The nice thing, if I can do it all, is that the new paper will not just resolve the issues with Hogg & Turner, it will also generalize the result to include positional and confusion noise, all in one consistent framework. The key idea is that for any source population you care about (faint galaxies, say, or Milky-Way stars), it is very easy to write down a proper and informative prior over catalog space (because, as Marshall often reminds me, we can simulate imaging data and the catalogs they imply very accurately).
After giving a seminar at the Cavendish lab in Cambridge UK by videocon, I spent most of my research day talking with Fergus, discussing his model of residual speckle patterns in coronograph images from Oppenheimer's group. Fergus's model is extremely general, but has strong priors which "regularize" the solution when there isn't much data or the data aren't troublesome. Because it is so general, the model is in fact very simple to write down, has analytic derivatives, and can be optimized quickly by some (pretty clever) Matlab code. We decided that he should run on everything and then we should meet with Oppenheimer's group to decide what's next. I think we might be able to improve the sensitivity of coronographs generally with these models.
Roman Rafikov (Princeton) spent the day at NYU and we had long discussions about the state and future of exoplanets. This in addition to his nice talk on the subject. I realized that between the image modeling I am doing with Fergus, the transit discoveries with Schiminovich, and the MCMC work with Goodman and Hou, more than half my current work is related to exoplanets.

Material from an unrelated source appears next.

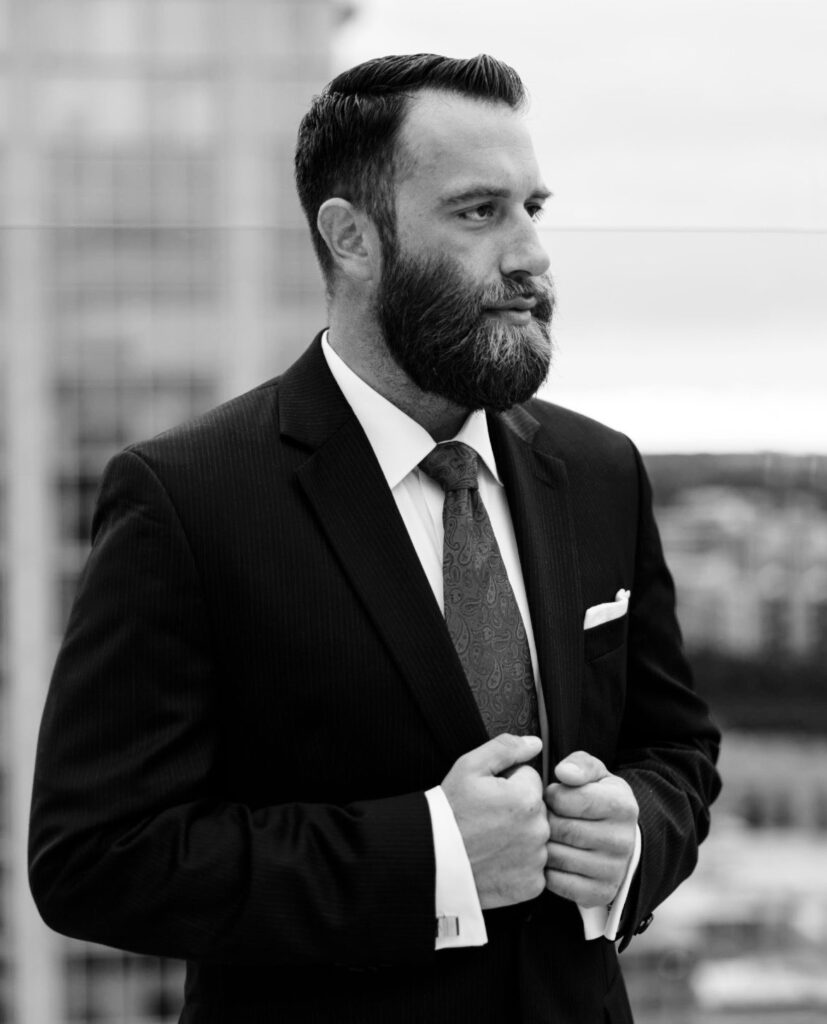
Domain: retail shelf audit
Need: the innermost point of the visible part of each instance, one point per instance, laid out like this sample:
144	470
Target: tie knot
452	465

I don't think I can count a nice lunch with Christopher Stumm at Etsy as research. But I did meet up with Schiminovich afterwards to figure out how we are going to write the papers we need to write. I am so stoked to have the full list of time- and angle-tagged photons from the full observing history of GALEX.
The highlight of my research day was a long conversation with Hou and Goodman about stars, stellar oscillations (linear and non-linear), modeling those with Gaussian processes and the like, and next-generation Markov-Chain Monte Carlo methods. On the latter, the idea is to use an ensemble sampler (or a pair of them) to perform very high-quality proposals, for applications where posterior (likelihood or prior) calls are espensivo.

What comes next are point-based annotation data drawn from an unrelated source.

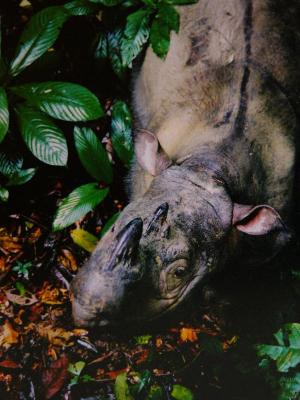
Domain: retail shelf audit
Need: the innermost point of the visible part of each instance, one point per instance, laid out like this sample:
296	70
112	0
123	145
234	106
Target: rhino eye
176	274
180	271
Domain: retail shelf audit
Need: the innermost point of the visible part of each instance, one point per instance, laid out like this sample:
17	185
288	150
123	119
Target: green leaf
109	223
107	3
155	393
76	369
165	21
21	177
101	50
135	35
181	393
87	378
114	41
122	388
121	135
287	353
38	36
61	100
4	114
10	163
78	203
80	7
144	339
20	287
43	138
180	2
4	194
84	239
92	154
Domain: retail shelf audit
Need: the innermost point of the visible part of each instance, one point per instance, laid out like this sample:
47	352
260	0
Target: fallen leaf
229	343
9	364
8	335
55	335
55	376
8	243
68	260
51	295
84	239
34	235
26	300
188	335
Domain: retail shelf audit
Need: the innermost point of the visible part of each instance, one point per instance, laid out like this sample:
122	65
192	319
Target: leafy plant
22	269
281	362
140	385
38	104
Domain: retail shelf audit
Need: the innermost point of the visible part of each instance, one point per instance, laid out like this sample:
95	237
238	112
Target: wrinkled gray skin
213	179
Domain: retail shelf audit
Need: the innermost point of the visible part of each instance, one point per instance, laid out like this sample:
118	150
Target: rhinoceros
213	177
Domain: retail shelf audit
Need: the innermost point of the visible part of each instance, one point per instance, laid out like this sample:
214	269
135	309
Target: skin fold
216	124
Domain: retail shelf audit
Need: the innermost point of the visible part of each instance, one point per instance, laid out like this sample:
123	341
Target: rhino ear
258	220
149	153
264	233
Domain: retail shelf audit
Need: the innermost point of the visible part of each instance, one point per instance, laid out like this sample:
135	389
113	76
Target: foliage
22	269
140	385
37	104
281	362
76	370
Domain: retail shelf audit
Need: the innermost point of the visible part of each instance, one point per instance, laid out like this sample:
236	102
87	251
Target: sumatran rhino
213	179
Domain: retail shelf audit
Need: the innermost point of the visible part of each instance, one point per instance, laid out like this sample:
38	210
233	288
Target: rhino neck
217	167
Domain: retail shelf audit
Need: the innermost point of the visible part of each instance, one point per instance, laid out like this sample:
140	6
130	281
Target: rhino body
215	141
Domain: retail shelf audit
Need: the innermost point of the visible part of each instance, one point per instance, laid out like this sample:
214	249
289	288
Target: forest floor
207	347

I didn't do much research today, but I did remind myself how to get a new Mac computer working. The answer: Fink. As much as I hate compiling everything from scratch (which fink does), the pre-built binaries never work on new hardware or operating systems, so I found that all shortcuts I wanted to take were useless. The key commands were:
sudo fink selfupdate
sudo fink update-all
sudo fink install numpy-py27
sudo fink install scipy-py27
sudo fink install matplotlib-py27
sudo fink install texlive
sudo fink install imagemagick
(All these run after installing Xcode from the App store.) Setting up a new computer is annoying and a headache, but actually, I think maybe it is research.